Program penghapusan tunggakan tersebut rencananya difokuskan pada segmen PBPU atau pekerja informal, dan ditargetkan mulai berjalan pada akhir 2025.
Pemerintah juga mendorong peserta yang sebelumnya menunggak untuk segera melakukan registrasi ulang agar status kepesertaannya kembali aktif.
Risiko Moral Hazard dan Pentingnya Verifikasi
Meski tujuannya mulia, DPR meminta pemerintah mengantisipasi potensi penyalahgunaan (fraud) dalam pelaksanaan kebijakan ini. Netty Prasetiyani menilai, verifikasi dan transparansi data menjadi kunci utama agar kebijakan tersebut tidak salah sasaran.
“Pemutihan hanya boleh diberikan kepada masyarakat yang benar-benar tidak mampu, dan datanya harus diverifikasi dengan baik. Pemerintah tidak boleh sembarangan menghapus tunggakan tanpa bukti kemampuan ekonomi,” tegasnya.
Ia menambahkan, persoalan tunggakan JKN tidak semata-mata karena faktor ekonomi. Banyak peserta dari kalangan pekerja informal menunggak karena minimnya literasi dan kesadaran akan pentingnya kepesertaan aktif dalam sistem gotong royong kesehatan nasional.
“Ini bukan hanya soal tidak mampu, tapi juga kurangnya kesadaran. Edukasi publik harus diperkuat agar masyarakat memahami bahwa iuran itu bentuk solidaritas sosial, bukan beban pribadi,” ujarnya.
Perlu Reformasi Sistem Pembayaran
Selain edukasi, DPR juga menilai perlunya pembenahan sistem pembayaran iuran JKN bagi kelompok pekerja informal.
“Pekerja sektor informal tidak punya sistem pemotongan otomatis seperti pegawai negeri atau karyawan. Karena itu, mekanisme pembayaran harus lebih fleksibel dan mudah diakses,” kata Netty.
Ia mencontohkan, sistem pembayaran mikro bulanan atau integrasi dengan platform digital seperti dompet elektronik bisa menjadi solusi agar peserta tidak mudah menunggak.
Dengan jumlah tunggakan yang sangat besar, pemerintah didorong tidak hanya fokus pada penghapusan utang, tetapi juga menciptakan sistem pencegahan agar masalah serupa tidak terulang.
“Kalau akar persoalan tidak dibenahi, tunggakan akan terus muncul setiap tahun,” kata Netty.

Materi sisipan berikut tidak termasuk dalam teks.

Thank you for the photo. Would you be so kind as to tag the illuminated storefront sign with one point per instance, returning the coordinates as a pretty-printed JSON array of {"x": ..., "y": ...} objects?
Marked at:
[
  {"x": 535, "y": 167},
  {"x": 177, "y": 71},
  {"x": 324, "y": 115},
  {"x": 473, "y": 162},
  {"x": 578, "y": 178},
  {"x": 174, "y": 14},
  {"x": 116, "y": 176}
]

Harapan: Akses Kesehatan untuk Semua
Meski banyak catatan, kebijakan penghapusan tunggakan iuran JKN tetap disambut positif oleh sebagian masyarakat. Langkah ini dinilai sebagai bentuk empati pemerintah terhadap kondisi ekonomi rakyat sekaligus upaya memperkuat prinsip universal health coverage atau cakupan kesehatan semesta.
Namun, tantangannya kini adalah bagaimana kebijakan itu dijalankan tanpa mengorbankan rasa keadilan sosial dan keberlanjutan keuangan BPJS Kesehatan.
”Pemerintah harus memastikan tidak ada potensi penyalahgunaan atau fraud dalam proses penghapusan tunggakan,” kata Netty.